The intensive, three-month program provides financial backing, training and exposure to a global entrepreneurial network.

Cedars-Sinai launches its third digital health accelerator class with 10 startups

Cedars-Sinai Accelerator Powered by Techstars launched its third class with companies whose technologies aim to transform the delivery and quality of healthcare. The three-month program aims to provide financial backing, training and exposure to a global entrepreneurial network that can "speed ideas and solutions to the healthcare marketplace."

Ten startups have been selected, which will develop and refine their products with mentoring from leading Cedars-Sinai physicians, as well as executives from Cedars-Sinai and Techstars. The companies also will receive an initial investment of $120,000 and access to Techstars' worldwide network of investors, mentors, alumni and corporate partners.

One of the startups, Tasso, makes blood testing simpler and more affordable through its device that allows patients to collect their own blood samples at the push of a button and send to labs for a broad range of diagnostic tests.

Another one, called NarrativeDx, has developed a patient experience management tool that allows facilities to better understand and respond to feedback and concerns by collecting patients' comments from focus groups, discharge surveys, social media channels and doctor review sites.

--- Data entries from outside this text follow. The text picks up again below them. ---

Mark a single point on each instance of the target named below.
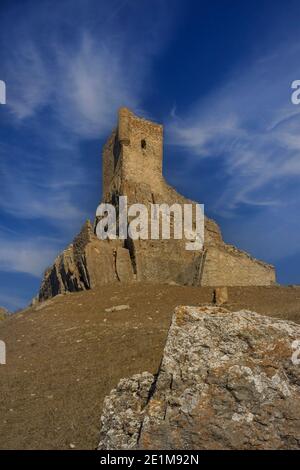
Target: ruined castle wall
(226, 266)
(108, 163)
(142, 150)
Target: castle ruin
(132, 166)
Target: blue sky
(217, 73)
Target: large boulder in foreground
(227, 381)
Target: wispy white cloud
(26, 256)
(252, 126)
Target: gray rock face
(3, 313)
(227, 381)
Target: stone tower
(132, 166)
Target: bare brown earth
(64, 356)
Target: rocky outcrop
(3, 313)
(227, 381)
(132, 167)
(85, 263)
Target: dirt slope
(64, 356)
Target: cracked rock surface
(227, 381)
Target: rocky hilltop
(132, 167)
(226, 381)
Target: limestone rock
(220, 295)
(227, 381)
(132, 167)
(123, 412)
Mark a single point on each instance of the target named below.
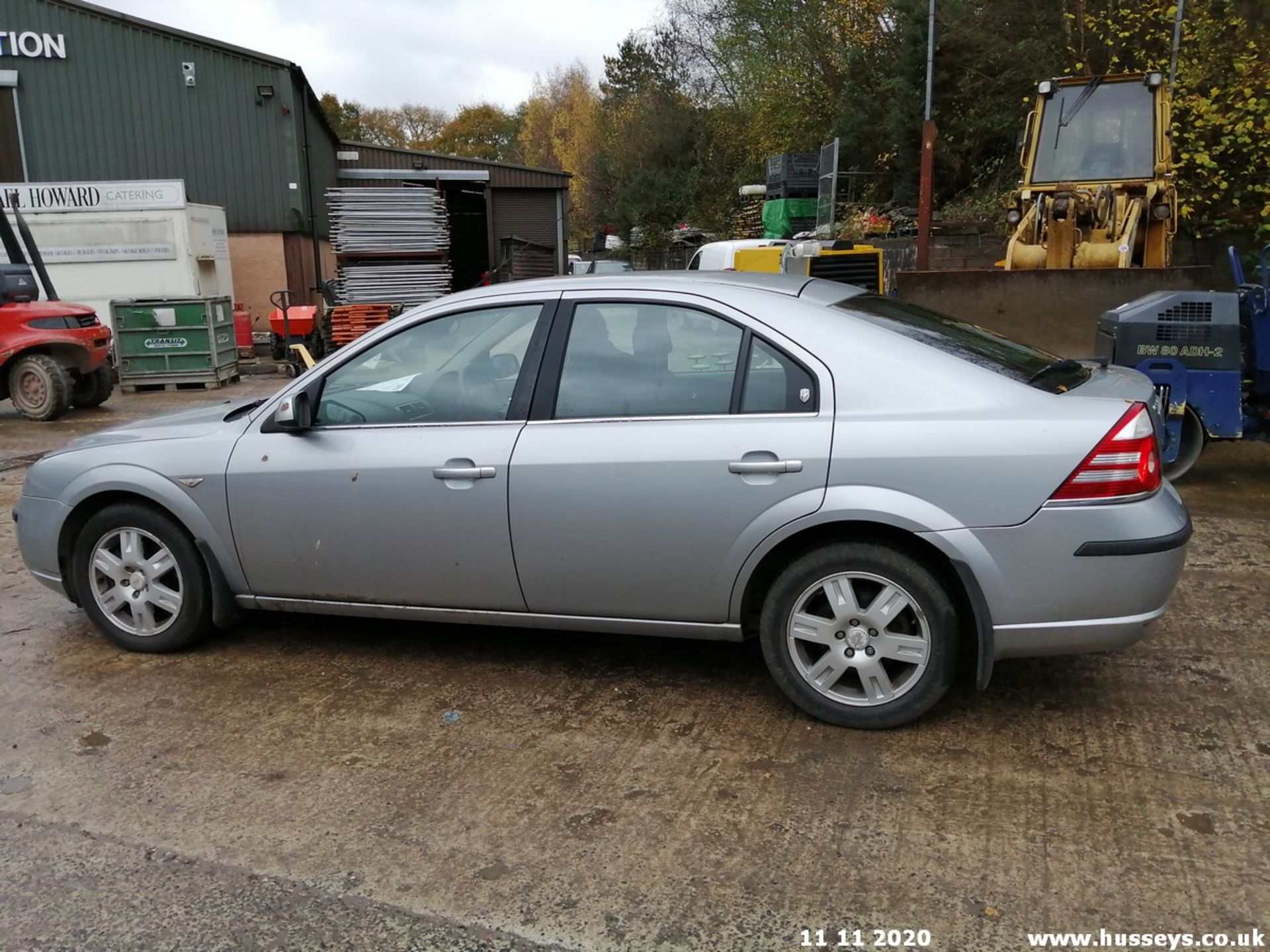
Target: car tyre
(40, 387)
(93, 389)
(142, 580)
(880, 654)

Then there's GYANT, an artificial intelligence bot maker, that uses text messaging or voice-enabled technology to connect with patients and ask about symptoms in a chat setting. Based on responses, it helps identify probable causes of particular conditions and provides information and next steps.

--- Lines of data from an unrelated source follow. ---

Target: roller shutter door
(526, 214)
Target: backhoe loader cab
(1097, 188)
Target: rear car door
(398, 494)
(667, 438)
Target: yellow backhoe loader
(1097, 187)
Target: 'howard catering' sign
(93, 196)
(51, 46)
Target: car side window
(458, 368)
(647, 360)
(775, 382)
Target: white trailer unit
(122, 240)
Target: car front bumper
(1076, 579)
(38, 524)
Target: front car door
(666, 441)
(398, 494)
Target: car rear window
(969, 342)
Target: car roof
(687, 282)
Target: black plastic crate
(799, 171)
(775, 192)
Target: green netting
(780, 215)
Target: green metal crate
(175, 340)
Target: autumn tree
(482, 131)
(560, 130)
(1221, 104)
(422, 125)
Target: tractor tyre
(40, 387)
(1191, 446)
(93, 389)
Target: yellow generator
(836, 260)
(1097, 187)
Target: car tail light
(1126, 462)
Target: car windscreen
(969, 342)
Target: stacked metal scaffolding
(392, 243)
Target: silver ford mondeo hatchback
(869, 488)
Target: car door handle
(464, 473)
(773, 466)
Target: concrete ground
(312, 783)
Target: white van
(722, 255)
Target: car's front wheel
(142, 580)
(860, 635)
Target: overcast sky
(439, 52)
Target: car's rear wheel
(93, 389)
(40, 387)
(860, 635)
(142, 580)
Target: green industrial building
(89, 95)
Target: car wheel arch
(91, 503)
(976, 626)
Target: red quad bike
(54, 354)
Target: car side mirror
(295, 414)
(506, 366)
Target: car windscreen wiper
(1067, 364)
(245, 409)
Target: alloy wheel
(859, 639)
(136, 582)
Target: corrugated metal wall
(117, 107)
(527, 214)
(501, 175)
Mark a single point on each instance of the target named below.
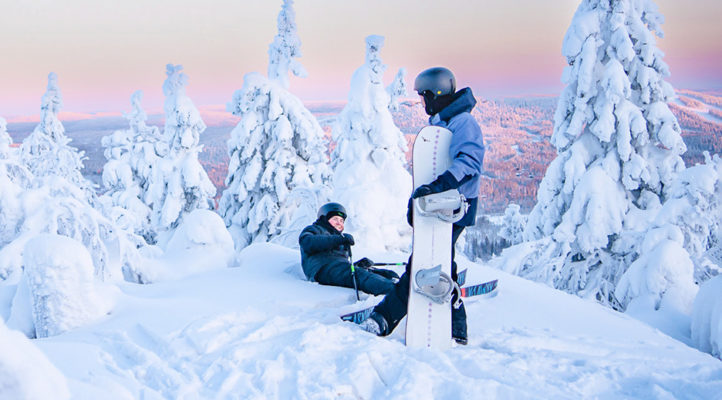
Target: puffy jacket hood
(463, 101)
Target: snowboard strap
(449, 206)
(435, 285)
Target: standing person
(450, 109)
(326, 255)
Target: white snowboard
(428, 323)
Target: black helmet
(438, 80)
(330, 209)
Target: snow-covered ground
(258, 330)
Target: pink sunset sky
(103, 51)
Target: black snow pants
(394, 306)
(339, 274)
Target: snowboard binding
(435, 285)
(449, 206)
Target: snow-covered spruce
(285, 48)
(182, 184)
(46, 151)
(129, 171)
(25, 372)
(15, 178)
(512, 225)
(57, 201)
(200, 243)
(694, 206)
(63, 289)
(397, 90)
(55, 206)
(370, 177)
(619, 150)
(278, 173)
(276, 154)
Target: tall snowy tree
(286, 46)
(46, 151)
(397, 89)
(276, 149)
(370, 178)
(278, 159)
(184, 185)
(126, 152)
(15, 178)
(618, 147)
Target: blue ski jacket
(321, 244)
(466, 149)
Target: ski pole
(353, 273)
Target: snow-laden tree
(46, 151)
(182, 184)
(64, 292)
(618, 147)
(512, 225)
(276, 151)
(285, 48)
(56, 200)
(15, 178)
(397, 89)
(278, 159)
(694, 205)
(127, 173)
(370, 177)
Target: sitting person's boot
(458, 324)
(375, 324)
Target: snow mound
(707, 317)
(25, 372)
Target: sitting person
(326, 255)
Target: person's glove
(442, 183)
(364, 263)
(348, 239)
(409, 212)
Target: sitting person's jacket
(321, 244)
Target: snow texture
(260, 331)
(619, 150)
(25, 372)
(286, 46)
(369, 159)
(707, 317)
(278, 163)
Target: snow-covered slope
(259, 331)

And Lumeon, which automated care pathways allow providers to set up protocols to ensure that patients get the right follow-up care based on advice they've received and procedures they've undergone. It allows physicians to provide more effective health outcomes at a lower cost.

"The innovations these companies bring to the accelerator have the potential to dramatically improve and streamline the delivery of healthcare," Darren Dworkin, chief information officer at Cedars-Sinai, said in a statement. "Through this program, these companies will test and improve their ideas. By working with world-class physicians, they will advance their technologies and push their companies to the next level."

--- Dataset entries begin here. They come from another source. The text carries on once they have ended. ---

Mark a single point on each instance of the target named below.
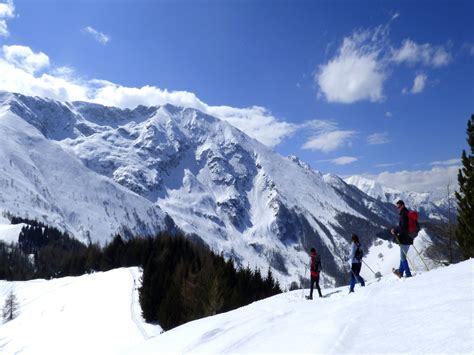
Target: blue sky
(379, 88)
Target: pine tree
(465, 197)
(10, 308)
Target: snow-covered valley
(95, 171)
(99, 314)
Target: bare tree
(10, 309)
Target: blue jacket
(352, 259)
(402, 230)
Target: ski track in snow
(136, 319)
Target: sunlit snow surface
(98, 314)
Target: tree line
(181, 280)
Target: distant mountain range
(95, 171)
(429, 206)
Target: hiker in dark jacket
(401, 236)
(315, 265)
(356, 263)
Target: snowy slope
(90, 314)
(98, 314)
(9, 232)
(95, 171)
(429, 206)
(430, 313)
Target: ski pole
(369, 268)
(406, 254)
(302, 284)
(426, 266)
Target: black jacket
(402, 230)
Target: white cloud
(378, 138)
(413, 53)
(327, 136)
(449, 162)
(344, 160)
(419, 84)
(97, 35)
(7, 10)
(24, 58)
(434, 180)
(359, 69)
(356, 73)
(19, 67)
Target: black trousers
(315, 280)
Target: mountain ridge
(148, 169)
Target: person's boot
(407, 269)
(397, 272)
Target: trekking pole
(426, 266)
(369, 268)
(406, 254)
(302, 286)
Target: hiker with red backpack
(355, 259)
(315, 268)
(404, 234)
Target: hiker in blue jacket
(355, 259)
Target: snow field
(99, 314)
(430, 313)
(91, 314)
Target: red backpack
(413, 226)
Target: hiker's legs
(403, 260)
(316, 280)
(356, 274)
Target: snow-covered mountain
(99, 314)
(94, 171)
(430, 207)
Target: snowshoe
(397, 272)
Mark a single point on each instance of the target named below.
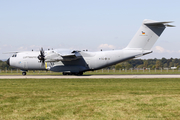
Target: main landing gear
(69, 73)
(23, 73)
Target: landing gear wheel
(80, 73)
(23, 73)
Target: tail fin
(148, 34)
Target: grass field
(96, 72)
(89, 99)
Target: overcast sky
(85, 24)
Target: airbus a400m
(76, 62)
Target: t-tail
(147, 35)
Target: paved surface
(92, 76)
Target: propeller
(41, 57)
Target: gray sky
(85, 24)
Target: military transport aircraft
(75, 62)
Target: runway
(89, 76)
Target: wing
(62, 55)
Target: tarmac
(89, 76)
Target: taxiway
(90, 76)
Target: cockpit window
(14, 55)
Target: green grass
(97, 72)
(89, 99)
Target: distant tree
(158, 64)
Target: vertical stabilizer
(147, 34)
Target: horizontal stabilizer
(165, 23)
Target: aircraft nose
(8, 62)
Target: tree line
(149, 63)
(134, 63)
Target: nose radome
(8, 61)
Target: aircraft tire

The companies were selected in a competitive process among hundreds of startups around the globe that applied.

Past accelerator participants have achieved notable success, including Stasis Labs, which has successfully deployed a cloud-connected vital signs monitoring system to 12 hospitals across India.; WELL Health, a text messaging platform for patients used by more than 120 physician offices and clinics at Cedars-Sinai; and Deep 6 AI, which uses artificial intelligence to help researchers find patients for clinical trials, and is deploying across Cedars-Sinai.